Op-Med is a collection of original articles contributed by Doximity members.

Dr. Amanda Williams is a 2020–2021 Doximity Research Review Fellow. Nothing in this article is intended nor implied to constitute professional medical advice or endorsement. The views expressed in this article are those of the author and do not necessarily reflect the views/position of Doximity. 

A recent study by Smith et al. showed that women with Down syndrome may be receiving gynecologic care at substantially lower rates than other forms of health care, despite recommendations from the American College of Obstetricians and Gynecologists, the American Academy of Pediatrics, and the National Down Syndrome Society. As women make up about 40% of people with Down syndrome, this represents an area for major improvement. Women with Down syndrome need a gynecologist for many of the same reasons as other women, especially given that gynecologic care includes important cancer screenings.
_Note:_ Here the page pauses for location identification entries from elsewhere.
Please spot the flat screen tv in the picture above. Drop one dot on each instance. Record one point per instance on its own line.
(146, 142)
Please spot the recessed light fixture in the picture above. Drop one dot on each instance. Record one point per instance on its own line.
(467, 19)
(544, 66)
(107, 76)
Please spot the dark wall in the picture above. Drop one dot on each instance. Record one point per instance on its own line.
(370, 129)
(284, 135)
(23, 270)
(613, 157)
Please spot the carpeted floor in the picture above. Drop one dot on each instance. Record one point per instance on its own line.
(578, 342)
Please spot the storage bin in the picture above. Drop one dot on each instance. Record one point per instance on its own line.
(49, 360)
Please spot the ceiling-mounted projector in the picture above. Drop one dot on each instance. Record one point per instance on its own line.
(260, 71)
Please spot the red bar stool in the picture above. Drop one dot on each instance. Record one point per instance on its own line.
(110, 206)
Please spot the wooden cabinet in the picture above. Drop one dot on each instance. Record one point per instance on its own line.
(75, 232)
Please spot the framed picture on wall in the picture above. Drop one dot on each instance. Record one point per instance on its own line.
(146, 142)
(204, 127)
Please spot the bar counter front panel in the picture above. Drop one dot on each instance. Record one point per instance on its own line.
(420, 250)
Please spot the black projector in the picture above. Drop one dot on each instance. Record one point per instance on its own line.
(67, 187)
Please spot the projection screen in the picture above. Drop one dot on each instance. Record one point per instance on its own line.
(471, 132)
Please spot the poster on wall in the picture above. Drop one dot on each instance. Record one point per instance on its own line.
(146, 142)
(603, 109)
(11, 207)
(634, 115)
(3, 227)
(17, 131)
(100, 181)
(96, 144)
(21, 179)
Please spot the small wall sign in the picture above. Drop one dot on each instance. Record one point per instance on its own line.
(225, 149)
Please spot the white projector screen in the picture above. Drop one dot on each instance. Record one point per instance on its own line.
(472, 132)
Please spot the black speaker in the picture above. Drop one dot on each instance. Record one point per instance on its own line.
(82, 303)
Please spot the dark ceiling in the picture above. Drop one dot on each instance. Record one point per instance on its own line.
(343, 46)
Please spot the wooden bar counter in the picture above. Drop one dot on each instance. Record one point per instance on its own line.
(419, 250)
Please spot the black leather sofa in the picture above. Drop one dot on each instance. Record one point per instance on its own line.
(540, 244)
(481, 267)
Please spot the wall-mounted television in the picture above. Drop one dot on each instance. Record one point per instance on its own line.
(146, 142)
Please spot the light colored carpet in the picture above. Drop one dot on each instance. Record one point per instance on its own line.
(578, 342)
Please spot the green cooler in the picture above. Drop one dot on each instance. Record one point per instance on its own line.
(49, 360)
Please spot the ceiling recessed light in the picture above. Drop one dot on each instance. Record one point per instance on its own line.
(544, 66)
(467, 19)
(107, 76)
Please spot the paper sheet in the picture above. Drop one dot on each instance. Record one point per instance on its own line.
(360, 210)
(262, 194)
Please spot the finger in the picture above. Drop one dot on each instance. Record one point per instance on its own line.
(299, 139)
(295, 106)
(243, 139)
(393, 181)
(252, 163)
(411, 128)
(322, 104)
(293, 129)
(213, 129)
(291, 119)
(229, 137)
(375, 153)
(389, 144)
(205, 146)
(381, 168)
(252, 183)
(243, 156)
Although 89% of the women in the Smith study had received recommended non-gynecologic preventive care, only 26% of the women over age 21 had ever had a Pap test, and only half of the women over 40 had ever had a mammogram. It’s important for providers to remember that women’s health care is health care — and that reality applies equally to patients with Down syndrome. 

The delivery of routine gynecologic care in this population is subpar. Gynecologists and other professionals taking care of individuals with Down syndrome must strive to make care more accessible and less intimidating. The medical community needs to correct misconceptions about the gynecologic needs of patients with Down syndrome, and help educate patients and their families regarding the purpose and importance of gynecologic care. For guidance, we can look to our colleagues in transition medicine, who regularly care for young adults with pediatric-onset special health care needs as they move into the world of adult medicine. With our recognition and commitment, these potentially difficult transitions can be much improved.

Dr. Williams completed her undergraduate training at the University of Notre Dame in 2013 after majoring in physics. She then went on to medical school in Chicago and is now in her final year of ob/gyn residency in Houston, Texas.